IaC State Management
What is State
State is the record of infrastructure resources currently deployed, tracked by IaC tools to:
- Map configuration to real resources
- Track resource metadata
- Determine what changes are needed
- Manage dependencies between resources
Why State Matters
Without state, IaC tools cannot:
- Know what infrastructure currently exists
- Determine what needs to be created, updated, or deleted
- Track resource relationships
- Detect configuration drift
State contains:
- Resource IDs
- Resource attributes
- Dependencies between resources
- Provider configurations
- Sensitive data (passwords, private keys)
Do You Need State Management?
Cloud-native IaC tools handle state automatically; you don’t need to manage state yourself.
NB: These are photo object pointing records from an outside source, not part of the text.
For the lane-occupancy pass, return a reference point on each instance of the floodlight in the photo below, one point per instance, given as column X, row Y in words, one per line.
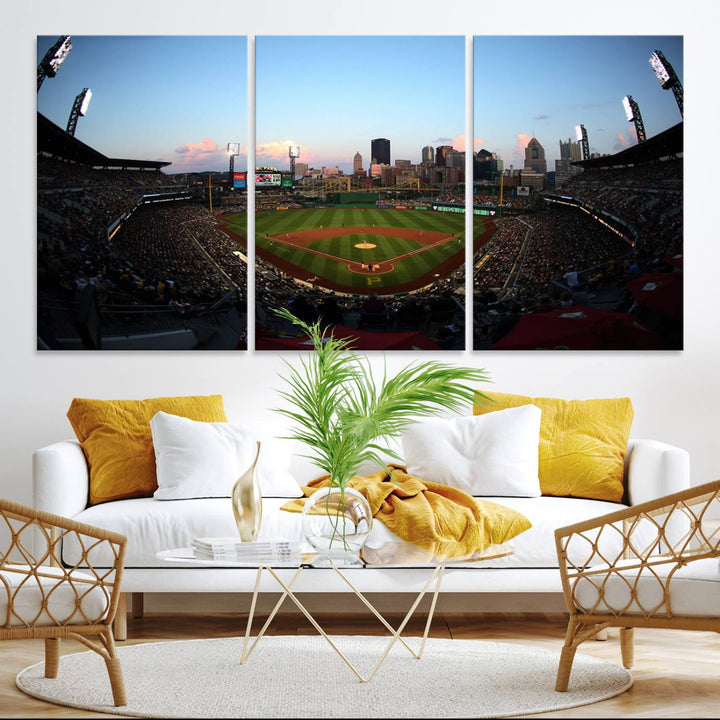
column 86, row 97
column 53, row 59
column 632, row 112
column 627, row 104
column 667, row 77
column 60, row 50
column 82, row 100
column 663, row 70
Tools That Manage State for You
AWS CloudFormation:
- AWS manages all state internally
- No state files to secure or back up
- No risk of state corruption
- No locking concerns
- Built-in drift detection
Azure Resource Manager (ARM Templates / Bicep):
- Azure manages deployment state
- Integrated with Azure portal
- Deployment history tracked automatically
Google Cloud Deployment Manager:
- GCP tracks deployment state
- Managed through GCP console
When State Management Is Your Responsibility
Terraform and Pulumi require you to manage state explicitly (unless using Terraform Cloud or Pulumi Cloud):
- You must configure remote backends
- You must implement locking mechanisms
- You must secure sensitive data in state
- You must handle backup and recovery
- You must prevent state corruption
Should You Accept This Complexity?
Only add user-managed state when you can articulate specific reasons:
Valid reasons:
- Multi-cloud requirements (managing AWS + Azure + GCP together)
- Need for Terraform/Pulumi-specific features not available in cloud-native tools
- Existing infrastructure already managed by Terraform/Pulumi
- Organizational standard requires specific tooling
Not valid reasons:
- “Terraform is popular”
- “We know Terraform already” (unless you have multi-cloud needs)
- “Terraform is industry standard” (CloudFormation is the standard for AWS-only)
The cost of user-managed state:
- Risk of state corruption causing infrastructure issues
- Complexity of securing state files containing sensitive data
- Operational overhead of managing remote backends and locking
- Recovery procedures when state issues occur
- Additional infrastructure to support state management
If you’re deploying only to AWS, CloudFormation eliminates all of these risks.
Local vs. Remote State
Never Use Local State for Teams
Local state files are not suitable for teams or production environments. They lack locking, backup, versioning, and team sharing capabilities. Always use remote state for collaborative work.
Local State
What it is: State stored on local filesystem.
terraform.tfstate
Advantages:
- Simple to get started
- No additional setup required
- Fast access
Disadvantages:
- ❌ Not suitable for teams (no sharing)
- ❌ No locking (concurrent changes dangerous)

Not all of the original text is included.